Bruising, seroma, and hematoma formation are relatively common following inguinal hernia repair. In Fitzgibbons et al. trial, 6.1 percent of patients undergoing open, mesh repair developed a wound hematoma, 4.5 percent developed a scrotal hematoma, and 1.6 percent developed a serum [28]. Seromas and hematomas are reported in about 5 percent of laparoscopic hernia repairs [29]. These results are comparable to that of the present study.
Persistent groin pain and post-herniorrhaphy neuralgia is common. Some form of chronic or residual postoperative discomfort/pain is present after inguinal hernia repair with reported rates ranging from 0.7% to 43.3%. The exact nature of pain can vary over time. Pain complicating hernia surgery should diminish and disappear within an expected time interval, but when it persists for more than three months and is proved not to be related to other possible causes, a presumptive diagnosis of post-herniorrhaphy neuralgia can be made. In the present study neuralgia occurred in 5 patients (5%). It was most common and statistically significant in modified Bassini technique group (3/5, 60%). Scar tenderness occurred in 4 patients (4%). It was most common and statistically significant also in modified Bassini technique group (2/4, 50%). These figures are comparable with other series.

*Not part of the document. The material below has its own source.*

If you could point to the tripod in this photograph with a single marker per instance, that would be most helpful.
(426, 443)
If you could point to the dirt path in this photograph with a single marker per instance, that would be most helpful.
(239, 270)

In the present study, two cases of recurrences (2%) were encountered. One in Shouldice repair and one in modified Bassini technique. This represents 2% of all groups which is comparable to other series. There was no statistically significant difference between the three groups as regard to recurrence. After one year of follow up none of the patients developed any symptoms or manifestations suggesting deep wound infection or mesh graft infection, rejection, or migration. The absence of risk factors as, morbid obesity, diabetes, renal and hepatic impairment, glucocorticoid use, prior hernia surgery, and mesh repair of complicated hernia contribute to the absence of such complications. The use of light-weight polypropylene mesh and usage of prophylactic antibiotics may be another contributing factor.
Conclusion
Although Lichtenstein’s and laparoscopic hernioplasty of the inguinal hernia are the gold standard techniques, tissue repair (herniorrhaphy) procedures still held good. Proper understanding of the pathophysiology of inguinal hernia and anatomical bases of perfect tissue repair are mandatory in successful herniorrhaphy. Tissue repair is not a primitive method that is to be avoided; rather, it has comparable results with hernioplasty. Tissue repairs hold good even today in the deserving patients, and selected settings when undertaken without hesitation where necessary. Shouldice and modified Bassini techniques still have very important place in the repair of primary uncomplicated inguinal hernia in middle aged males. Early and late postoperative complications are minimal and comparable to that of mesh repair including recurrence rate.